The present invention relates to a computer-implemented method for designing the starting composition of a chemical reaction system for maximizing the similarity to a reference system in order to substitute individual components in the reference reaction system. The invention further relates to a data processing apparatus comprising means for carrying out the method, a computer program product comprising instructions which, when the program is executed by a computer, cause the computer to carry out the method and a computer-readable storage medium comprising instructions which, when executed by a computer, cause the computer to carry out the method.
The computer-aided modification of chemical information using an optimization procedure, in particular the design of a specific starting material composition for a reaction system, is the subject of ongoing efforts. In order to further reduce the dependency on raw materials based on petrochemistry and to comply with tightened regulatory requirements it is of particular interest to use optimizations procedures in order to substitute those ingredients in reaction systems while changing the material properties of the later product as little as possible.
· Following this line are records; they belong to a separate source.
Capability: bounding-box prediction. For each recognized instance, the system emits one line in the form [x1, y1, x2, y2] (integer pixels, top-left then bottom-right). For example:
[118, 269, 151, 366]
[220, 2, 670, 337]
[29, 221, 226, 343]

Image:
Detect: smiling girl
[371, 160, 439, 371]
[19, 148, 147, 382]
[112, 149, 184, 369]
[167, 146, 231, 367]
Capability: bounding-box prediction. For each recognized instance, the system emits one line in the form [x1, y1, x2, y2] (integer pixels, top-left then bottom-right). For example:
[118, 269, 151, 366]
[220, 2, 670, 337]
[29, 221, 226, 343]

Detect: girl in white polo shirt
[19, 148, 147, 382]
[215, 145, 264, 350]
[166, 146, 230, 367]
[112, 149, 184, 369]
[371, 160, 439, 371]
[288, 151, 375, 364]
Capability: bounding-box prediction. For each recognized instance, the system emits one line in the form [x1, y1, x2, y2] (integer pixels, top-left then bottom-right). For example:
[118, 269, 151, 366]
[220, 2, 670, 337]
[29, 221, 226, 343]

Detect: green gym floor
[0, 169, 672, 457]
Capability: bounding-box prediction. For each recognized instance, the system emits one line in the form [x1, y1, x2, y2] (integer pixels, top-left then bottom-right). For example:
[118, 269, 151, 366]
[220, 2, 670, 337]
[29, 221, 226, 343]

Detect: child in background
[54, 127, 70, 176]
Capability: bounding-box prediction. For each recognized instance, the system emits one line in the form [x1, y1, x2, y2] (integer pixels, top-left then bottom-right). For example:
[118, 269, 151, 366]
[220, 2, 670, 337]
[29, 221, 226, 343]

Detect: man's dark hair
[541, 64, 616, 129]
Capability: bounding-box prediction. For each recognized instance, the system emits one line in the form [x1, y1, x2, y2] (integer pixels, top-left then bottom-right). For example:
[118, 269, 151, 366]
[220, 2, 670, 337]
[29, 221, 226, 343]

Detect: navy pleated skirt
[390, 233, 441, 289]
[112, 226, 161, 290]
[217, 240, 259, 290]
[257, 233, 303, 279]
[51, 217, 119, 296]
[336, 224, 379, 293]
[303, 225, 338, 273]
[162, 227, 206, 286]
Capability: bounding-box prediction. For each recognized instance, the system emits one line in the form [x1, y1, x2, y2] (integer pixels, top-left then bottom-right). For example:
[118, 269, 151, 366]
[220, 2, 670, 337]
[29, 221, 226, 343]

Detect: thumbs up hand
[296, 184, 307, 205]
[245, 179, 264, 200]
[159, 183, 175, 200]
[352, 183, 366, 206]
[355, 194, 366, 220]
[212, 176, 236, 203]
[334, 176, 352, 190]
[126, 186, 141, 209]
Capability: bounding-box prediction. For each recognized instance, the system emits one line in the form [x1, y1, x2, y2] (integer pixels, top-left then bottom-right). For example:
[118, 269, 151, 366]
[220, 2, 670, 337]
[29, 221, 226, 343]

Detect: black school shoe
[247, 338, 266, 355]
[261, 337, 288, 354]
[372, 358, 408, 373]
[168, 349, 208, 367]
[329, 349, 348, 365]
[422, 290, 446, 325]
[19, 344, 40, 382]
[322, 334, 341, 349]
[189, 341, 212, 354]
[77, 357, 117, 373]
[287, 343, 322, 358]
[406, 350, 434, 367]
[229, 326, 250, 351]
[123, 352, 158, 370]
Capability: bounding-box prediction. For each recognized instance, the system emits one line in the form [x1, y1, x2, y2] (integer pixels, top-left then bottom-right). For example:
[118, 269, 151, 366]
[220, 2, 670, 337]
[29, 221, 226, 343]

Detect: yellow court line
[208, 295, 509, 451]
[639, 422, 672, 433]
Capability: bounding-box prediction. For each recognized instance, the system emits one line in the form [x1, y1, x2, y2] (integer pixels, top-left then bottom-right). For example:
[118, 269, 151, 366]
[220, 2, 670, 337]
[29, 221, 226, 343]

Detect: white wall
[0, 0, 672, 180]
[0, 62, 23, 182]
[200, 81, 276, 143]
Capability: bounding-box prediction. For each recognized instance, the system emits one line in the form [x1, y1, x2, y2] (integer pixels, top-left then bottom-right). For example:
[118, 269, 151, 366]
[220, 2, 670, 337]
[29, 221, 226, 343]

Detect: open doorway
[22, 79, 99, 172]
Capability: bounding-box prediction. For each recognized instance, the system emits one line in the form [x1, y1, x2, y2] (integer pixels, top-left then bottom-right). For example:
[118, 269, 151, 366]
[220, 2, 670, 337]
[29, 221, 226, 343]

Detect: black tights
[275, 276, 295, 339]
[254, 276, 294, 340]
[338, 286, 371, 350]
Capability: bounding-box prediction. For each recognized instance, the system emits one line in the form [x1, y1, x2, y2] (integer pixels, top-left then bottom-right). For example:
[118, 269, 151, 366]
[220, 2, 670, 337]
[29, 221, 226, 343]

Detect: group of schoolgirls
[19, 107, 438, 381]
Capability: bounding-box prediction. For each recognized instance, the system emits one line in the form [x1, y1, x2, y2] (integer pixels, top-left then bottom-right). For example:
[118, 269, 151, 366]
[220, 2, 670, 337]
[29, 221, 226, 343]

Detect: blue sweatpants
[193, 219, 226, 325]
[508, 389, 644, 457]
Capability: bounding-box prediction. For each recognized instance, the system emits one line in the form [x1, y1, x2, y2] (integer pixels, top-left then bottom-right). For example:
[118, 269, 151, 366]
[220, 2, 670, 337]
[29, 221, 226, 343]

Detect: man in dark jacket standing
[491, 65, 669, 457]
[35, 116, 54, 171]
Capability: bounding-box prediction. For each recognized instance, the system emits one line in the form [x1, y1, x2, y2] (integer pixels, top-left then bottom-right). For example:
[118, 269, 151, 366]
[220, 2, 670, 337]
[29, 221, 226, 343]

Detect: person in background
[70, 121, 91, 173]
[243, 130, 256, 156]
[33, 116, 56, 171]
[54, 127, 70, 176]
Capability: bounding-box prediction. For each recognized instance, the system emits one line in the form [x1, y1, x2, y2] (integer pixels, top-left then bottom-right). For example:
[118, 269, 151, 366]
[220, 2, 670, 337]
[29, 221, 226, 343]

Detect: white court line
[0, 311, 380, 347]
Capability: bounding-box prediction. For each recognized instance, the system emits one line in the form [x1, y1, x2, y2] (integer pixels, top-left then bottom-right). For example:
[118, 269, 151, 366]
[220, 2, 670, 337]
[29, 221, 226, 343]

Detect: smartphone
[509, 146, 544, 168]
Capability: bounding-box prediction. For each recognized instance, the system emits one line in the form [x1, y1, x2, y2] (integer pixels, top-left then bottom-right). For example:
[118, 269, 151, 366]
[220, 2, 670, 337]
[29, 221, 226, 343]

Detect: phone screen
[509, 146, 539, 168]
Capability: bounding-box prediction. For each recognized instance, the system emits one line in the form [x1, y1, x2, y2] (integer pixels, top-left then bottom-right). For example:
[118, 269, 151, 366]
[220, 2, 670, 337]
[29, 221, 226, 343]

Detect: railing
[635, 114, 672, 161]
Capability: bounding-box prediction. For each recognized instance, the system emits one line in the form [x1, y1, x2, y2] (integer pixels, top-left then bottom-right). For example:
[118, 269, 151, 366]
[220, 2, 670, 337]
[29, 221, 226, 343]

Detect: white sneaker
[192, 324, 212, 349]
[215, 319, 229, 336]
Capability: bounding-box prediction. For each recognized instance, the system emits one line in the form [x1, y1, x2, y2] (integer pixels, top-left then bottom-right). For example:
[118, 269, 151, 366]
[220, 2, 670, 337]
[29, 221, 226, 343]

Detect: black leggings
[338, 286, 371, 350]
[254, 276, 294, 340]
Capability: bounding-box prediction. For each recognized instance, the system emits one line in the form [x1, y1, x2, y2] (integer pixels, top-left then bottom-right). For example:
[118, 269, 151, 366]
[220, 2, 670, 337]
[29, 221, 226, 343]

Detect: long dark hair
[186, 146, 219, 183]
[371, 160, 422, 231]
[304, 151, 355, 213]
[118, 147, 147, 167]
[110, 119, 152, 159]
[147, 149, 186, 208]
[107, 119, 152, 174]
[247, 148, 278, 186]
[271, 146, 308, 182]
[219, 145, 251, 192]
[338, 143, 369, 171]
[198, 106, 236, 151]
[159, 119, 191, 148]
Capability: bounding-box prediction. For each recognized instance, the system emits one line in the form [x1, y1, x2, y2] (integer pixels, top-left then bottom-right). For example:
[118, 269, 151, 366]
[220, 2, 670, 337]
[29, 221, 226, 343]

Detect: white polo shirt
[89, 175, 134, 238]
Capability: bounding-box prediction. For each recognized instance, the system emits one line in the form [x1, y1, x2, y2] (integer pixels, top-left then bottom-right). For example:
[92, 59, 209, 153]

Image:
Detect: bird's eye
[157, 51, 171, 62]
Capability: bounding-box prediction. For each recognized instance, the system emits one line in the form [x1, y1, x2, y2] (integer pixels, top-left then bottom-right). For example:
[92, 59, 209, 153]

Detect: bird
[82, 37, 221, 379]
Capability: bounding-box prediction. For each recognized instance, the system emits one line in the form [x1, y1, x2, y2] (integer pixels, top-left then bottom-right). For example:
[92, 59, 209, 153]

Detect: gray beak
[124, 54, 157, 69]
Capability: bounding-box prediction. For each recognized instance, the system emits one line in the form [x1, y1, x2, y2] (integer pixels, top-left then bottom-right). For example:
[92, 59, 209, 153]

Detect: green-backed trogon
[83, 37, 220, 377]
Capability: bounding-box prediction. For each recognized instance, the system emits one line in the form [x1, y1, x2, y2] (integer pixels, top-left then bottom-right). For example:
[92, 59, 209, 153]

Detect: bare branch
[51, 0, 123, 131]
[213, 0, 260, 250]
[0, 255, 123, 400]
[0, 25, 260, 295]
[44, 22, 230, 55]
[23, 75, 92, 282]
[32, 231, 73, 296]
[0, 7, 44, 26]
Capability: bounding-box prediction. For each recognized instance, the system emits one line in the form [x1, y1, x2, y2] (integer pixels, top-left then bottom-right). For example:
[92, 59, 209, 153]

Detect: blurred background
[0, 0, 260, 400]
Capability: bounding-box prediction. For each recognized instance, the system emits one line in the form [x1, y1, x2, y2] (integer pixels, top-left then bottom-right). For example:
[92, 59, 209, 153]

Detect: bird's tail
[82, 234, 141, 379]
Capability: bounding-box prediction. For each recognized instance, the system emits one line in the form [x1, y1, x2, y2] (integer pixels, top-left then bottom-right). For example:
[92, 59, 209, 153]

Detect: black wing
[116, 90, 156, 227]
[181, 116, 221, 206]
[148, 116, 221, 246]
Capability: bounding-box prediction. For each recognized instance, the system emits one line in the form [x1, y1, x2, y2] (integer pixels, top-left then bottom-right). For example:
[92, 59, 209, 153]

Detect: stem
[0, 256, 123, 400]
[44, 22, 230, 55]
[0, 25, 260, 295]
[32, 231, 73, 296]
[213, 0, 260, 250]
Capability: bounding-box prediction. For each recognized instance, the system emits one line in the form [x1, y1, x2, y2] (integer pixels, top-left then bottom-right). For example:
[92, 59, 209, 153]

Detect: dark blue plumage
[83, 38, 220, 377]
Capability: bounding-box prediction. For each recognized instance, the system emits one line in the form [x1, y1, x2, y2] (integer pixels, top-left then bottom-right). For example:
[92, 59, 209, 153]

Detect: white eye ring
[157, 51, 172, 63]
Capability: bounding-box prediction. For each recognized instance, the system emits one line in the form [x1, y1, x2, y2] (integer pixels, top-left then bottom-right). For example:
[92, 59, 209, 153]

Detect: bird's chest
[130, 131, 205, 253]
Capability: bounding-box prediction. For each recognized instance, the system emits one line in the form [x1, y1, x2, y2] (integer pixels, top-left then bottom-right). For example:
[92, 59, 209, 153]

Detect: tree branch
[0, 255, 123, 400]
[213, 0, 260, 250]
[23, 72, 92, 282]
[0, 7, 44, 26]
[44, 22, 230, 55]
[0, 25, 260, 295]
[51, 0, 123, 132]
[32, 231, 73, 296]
US 2020/342960 A1 discloses a target-based drug screening method using inverse quantitative structure-(drug) performance relationships (QSPR) analysis and molecular dynamics simulation. The method includes modeling a molecular structure of a test compound group against a target molecule, obtaining a quantitative structure-(drug) performance relationships (QSPR) of the test compound group, acquiring the optimal pharmacophore of a novel target-based drug through a numerical inversion of the QSPR, and selecting drug candidates having a molecular structure similar to the optimum pharmacophore from the test compound group. The approach is restricted to single molecules and not suited for reaction mixtures or polymers. The optimization is targeted directly towards experimental properties, that have either a high level of uncertainty when being predicted computationally or being scarcely available. Maranas et al. address the design of polymers with optimal levels of macroscopic properties through the use of topological indices. Specifically, two zeroth-order and two first-order connectivity indices are for the first time employed as descriptors in structure-property correlations in an optimization study. Based on these descriptors, a set of new correlations for heat capacity, cohesive energy, glass transition temperature, refractive index, and dielectric constant are proposed. These correlations are incorporated into an optimization framework. (Camarda, Kyle V., and Costas D. Maranas. “Optimization in polymer design using connectivity indices.” Industrial & Engineering Chemistry Research 38.5 (1999): 1884-1892.) This approach does not take into account the intrinsic polydisperse nature of polymers, i.e. is restricted to ideal polymers modelled as infinite chains. Hence, no concrete recipes can be proposed by these approach. The optimization is targeted directly towards experimental properties, that have either a high level of uncertainty when being predicted computationally or being scarcely available.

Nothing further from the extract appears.